# Problem installing amd64



## DemoDoG (Nov 20, 2008)

I just got a AMD Sempron 3000+ computer and want to install FreeBSD 7.0 amd64 on it. But I got into trouble. Just before sysinstall starts I got lots of failures about the HDD. But sysinstall starts and I can go through all the options (although it changed the geometry of the hdd). But when installation will start formatting the harddrive it stops and says it canÂ´t write to it. I tried another hdd and got the same problem. Both disks are IDE. The error message says something about DMA, i think there is some problem with the settings in bios. Or should i try disable DMA somehow through a safe mode setup and hope that it works better when it is installed.

Perhaps I should change it in BIOS from ultra DMA to PIO4 or something? But I guess it gets slower then when writing? I have seen on some forums that there is some bug in FreeBSD regarding DMA.

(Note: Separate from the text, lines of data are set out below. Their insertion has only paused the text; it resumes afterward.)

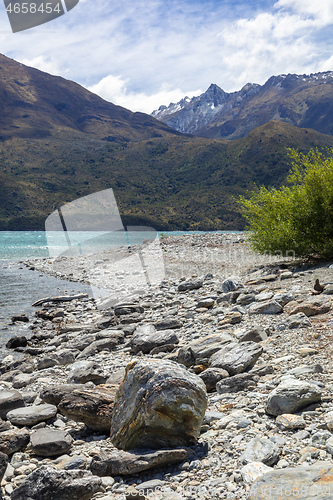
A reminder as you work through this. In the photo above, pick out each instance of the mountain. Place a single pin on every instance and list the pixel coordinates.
(34, 104)
(60, 142)
(300, 100)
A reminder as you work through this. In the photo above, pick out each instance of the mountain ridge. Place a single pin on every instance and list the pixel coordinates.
(300, 100)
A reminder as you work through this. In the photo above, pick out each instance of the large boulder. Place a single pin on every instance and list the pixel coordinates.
(124, 463)
(236, 358)
(48, 483)
(159, 404)
(146, 337)
(291, 396)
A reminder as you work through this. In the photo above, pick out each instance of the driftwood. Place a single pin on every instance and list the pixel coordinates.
(60, 298)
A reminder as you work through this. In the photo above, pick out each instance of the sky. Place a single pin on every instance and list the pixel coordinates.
(141, 54)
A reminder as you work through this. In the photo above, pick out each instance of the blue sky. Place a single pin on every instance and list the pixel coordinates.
(144, 53)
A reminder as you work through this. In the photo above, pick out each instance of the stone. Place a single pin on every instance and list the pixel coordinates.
(211, 376)
(17, 341)
(167, 323)
(260, 449)
(105, 344)
(85, 371)
(146, 337)
(32, 415)
(292, 395)
(236, 358)
(312, 306)
(159, 404)
(49, 443)
(253, 470)
(24, 318)
(90, 406)
(3, 464)
(306, 369)
(306, 482)
(190, 285)
(255, 334)
(13, 440)
(48, 483)
(236, 383)
(289, 421)
(230, 285)
(10, 400)
(199, 351)
(123, 463)
(206, 302)
(266, 307)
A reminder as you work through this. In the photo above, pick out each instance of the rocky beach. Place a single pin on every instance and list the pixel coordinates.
(215, 383)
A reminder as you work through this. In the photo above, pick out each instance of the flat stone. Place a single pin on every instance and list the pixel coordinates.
(31, 415)
(122, 463)
(253, 471)
(306, 482)
(49, 443)
(199, 352)
(190, 285)
(146, 337)
(211, 376)
(48, 483)
(90, 406)
(85, 371)
(289, 421)
(266, 307)
(292, 395)
(10, 400)
(159, 404)
(260, 449)
(236, 358)
(13, 440)
(236, 383)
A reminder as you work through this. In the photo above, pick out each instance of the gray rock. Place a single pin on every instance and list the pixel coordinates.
(146, 337)
(309, 482)
(104, 344)
(122, 463)
(3, 464)
(211, 376)
(48, 483)
(200, 351)
(85, 371)
(236, 383)
(159, 404)
(90, 406)
(236, 358)
(13, 440)
(292, 395)
(306, 369)
(266, 307)
(32, 415)
(255, 334)
(17, 341)
(260, 449)
(190, 285)
(49, 443)
(168, 322)
(230, 285)
(10, 400)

Got some more info that it could be some problem with to long cable or wo fast DMA setting.


----------



## manefesto (Nov 20, 2008)

may be installed in other computer and insert that hard driver into your computer with Sempron ?


----------



## DemoDoG (Nov 24, 2008)

this problem was solved by deisable DMA in boot load. I guess I have to get one of thos 80 pair cables.


----------